The Econobox doesn't need a fancy optical drive, so we've selected a basic Asus model with more than a thousand five-star ratings on Newegg. The DRW-24B1ST offers DVD burning speeds up to 24X behind a black face plate that will blend in nicely with our system's enclosure.
The Antec One Hundred is a phenomenal deal for anyone seeking a stealthy enclosure. In addition to cut-outs that facilitate clean cable routing and provide access to the back of the CPU socket, Antec throws in a 2.5" drive bay for SSDs and four front-mounted USB ports. The included 120- and 140-mm fans should offer adequate cooling for our Econobox config, and the whole case is nicely finished in black. Good luck finding a better budget mid-tower.

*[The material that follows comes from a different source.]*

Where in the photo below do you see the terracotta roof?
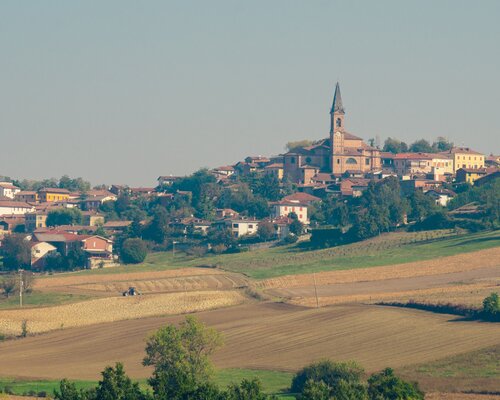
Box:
[283,192,321,203]
[38,188,69,194]
[394,153,432,160]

Repeat after me: friends don't let friends use shoddy power supplies. We don't need a lot of juice to power the Econobox, but that doesn't mean we're gonna skimp on the PSU and grab a unit that weighs less than a bag of chips. Antec's EarthWatts Green 380W is a solid choice that offers 80 Plus Bronze certification with enough wattage for the Econobox. Good budget PSUs can be hard to find, but the EarthWatts has proven its mettle solo and when sold inside Antec's own cases.